Goals of the Popular Theatre

The twin goals of participation and self-reliance called for a way of bringing people together to discuss their problems, agree on changes that need to be made and then take collective action. This goal of people meeting and working together is summarised in the slogan ‘Laedza Batanani’: ‘The sun is already up.

It’s time to come and work together. A forum for this sort of activity has traditionally been provided by the `kgotla‘. What was a way of breaking through the indifference towards kgotla meetings, helping to revive this forum as a major focus for community decision making and action? It was felt that traditional methods used by extension workers were inappropriate for this task.

Popular theatre in Botswana

Extension workers are more concerned with providing services (e.g. health care, dehorning cattle) and information than with motivating people for active participation in their development. Their messages are often based on external prescriptions rather than a local assessment of local needs and demands.

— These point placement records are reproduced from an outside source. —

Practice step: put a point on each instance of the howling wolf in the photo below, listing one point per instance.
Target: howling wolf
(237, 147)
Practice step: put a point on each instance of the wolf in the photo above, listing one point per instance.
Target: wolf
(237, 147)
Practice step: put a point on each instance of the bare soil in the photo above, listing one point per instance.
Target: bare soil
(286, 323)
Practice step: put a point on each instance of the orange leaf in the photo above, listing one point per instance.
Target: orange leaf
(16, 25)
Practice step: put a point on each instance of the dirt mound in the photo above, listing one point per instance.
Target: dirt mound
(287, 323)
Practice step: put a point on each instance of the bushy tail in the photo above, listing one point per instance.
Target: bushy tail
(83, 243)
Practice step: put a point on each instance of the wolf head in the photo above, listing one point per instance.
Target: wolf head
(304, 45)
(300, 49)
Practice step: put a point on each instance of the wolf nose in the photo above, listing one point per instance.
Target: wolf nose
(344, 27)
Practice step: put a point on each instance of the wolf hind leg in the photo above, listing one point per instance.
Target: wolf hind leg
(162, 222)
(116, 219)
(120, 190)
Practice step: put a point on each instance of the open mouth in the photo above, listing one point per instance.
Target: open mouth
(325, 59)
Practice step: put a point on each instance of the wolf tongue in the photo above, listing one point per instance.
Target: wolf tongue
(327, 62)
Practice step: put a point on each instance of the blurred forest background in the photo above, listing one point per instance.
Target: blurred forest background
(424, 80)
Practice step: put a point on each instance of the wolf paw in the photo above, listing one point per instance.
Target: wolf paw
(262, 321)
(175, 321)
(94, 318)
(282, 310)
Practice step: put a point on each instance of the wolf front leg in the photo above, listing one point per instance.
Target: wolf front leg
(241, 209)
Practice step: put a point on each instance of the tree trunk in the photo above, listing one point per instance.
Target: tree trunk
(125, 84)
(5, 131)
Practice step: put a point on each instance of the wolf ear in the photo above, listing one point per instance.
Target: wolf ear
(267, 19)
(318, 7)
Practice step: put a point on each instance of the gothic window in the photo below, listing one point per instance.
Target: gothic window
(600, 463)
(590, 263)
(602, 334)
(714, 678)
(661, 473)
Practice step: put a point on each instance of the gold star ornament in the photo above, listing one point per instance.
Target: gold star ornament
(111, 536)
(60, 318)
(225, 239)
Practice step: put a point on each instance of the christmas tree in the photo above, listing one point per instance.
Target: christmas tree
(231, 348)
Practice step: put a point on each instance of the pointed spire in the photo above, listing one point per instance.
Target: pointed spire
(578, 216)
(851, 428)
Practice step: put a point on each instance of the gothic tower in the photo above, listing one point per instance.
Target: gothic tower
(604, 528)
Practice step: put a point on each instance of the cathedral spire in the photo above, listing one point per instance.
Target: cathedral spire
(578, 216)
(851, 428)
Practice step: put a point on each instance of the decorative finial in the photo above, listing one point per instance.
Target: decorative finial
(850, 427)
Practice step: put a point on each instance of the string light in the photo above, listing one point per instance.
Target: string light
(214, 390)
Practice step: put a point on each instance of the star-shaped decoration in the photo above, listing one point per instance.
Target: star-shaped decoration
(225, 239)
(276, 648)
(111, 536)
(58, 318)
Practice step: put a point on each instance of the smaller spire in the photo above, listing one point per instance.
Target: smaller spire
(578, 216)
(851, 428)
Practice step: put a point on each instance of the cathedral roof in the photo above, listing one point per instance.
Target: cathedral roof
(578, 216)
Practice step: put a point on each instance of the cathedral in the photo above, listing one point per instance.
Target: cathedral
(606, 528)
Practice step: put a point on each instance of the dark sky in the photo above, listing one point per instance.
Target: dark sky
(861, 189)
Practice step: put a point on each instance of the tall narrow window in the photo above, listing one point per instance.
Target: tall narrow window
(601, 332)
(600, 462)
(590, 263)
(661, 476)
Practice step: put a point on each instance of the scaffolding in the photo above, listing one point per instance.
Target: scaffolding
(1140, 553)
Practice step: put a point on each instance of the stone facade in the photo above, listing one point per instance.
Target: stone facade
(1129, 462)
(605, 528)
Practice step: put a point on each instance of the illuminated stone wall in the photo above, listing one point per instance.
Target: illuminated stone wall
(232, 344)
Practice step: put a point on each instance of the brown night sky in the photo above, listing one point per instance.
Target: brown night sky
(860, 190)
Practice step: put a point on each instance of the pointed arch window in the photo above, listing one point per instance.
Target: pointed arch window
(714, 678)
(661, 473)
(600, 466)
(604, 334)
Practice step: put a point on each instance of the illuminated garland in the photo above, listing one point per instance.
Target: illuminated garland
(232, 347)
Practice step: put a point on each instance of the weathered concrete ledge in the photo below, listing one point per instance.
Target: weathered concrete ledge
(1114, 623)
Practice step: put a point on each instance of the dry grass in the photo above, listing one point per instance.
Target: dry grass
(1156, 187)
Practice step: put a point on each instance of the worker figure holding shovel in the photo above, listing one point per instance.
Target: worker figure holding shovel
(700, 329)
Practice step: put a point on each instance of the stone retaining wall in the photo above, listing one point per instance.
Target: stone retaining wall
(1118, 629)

Their messages and workers seldom coordinated- each officer works in isolation preaching the narrow message of his own department.

Participation in the Theatre

Few participate in their programme. For example, the agricultural and health clientele are largely restricted to Master and Pupil Farmers and those who attend the clinic. Faced with these problems, Ross Kidd decided to experiment with an adult education method that would use theatre and small group discussion method that would develop a joint inter-agency approach to extension work. The idea of using folk media came from a UNESCO/IPPF conference in 1972 which had advocated the use of folk media in family planning communication programmes.

Popular theatre arose as an attempt to overcome specific problems in Botswana that were making adult education development policies ineffective. The thinking behind the experiment was shaped by the ideas on education and development that were current in the mid-1970s, particularly those expressed in the writings of Friere and Nyerere Some of the intellectual origins of popular theatre are therefore the same as those of participatory research.

For this reason, there are significant parallels between participatory research and popular theatre. However, popular theatre is not a research approach. It has evolved in the search for a more effective adult education method and therefore lies within the broad tradition for adult education, which is a different historical tradition to that of social research.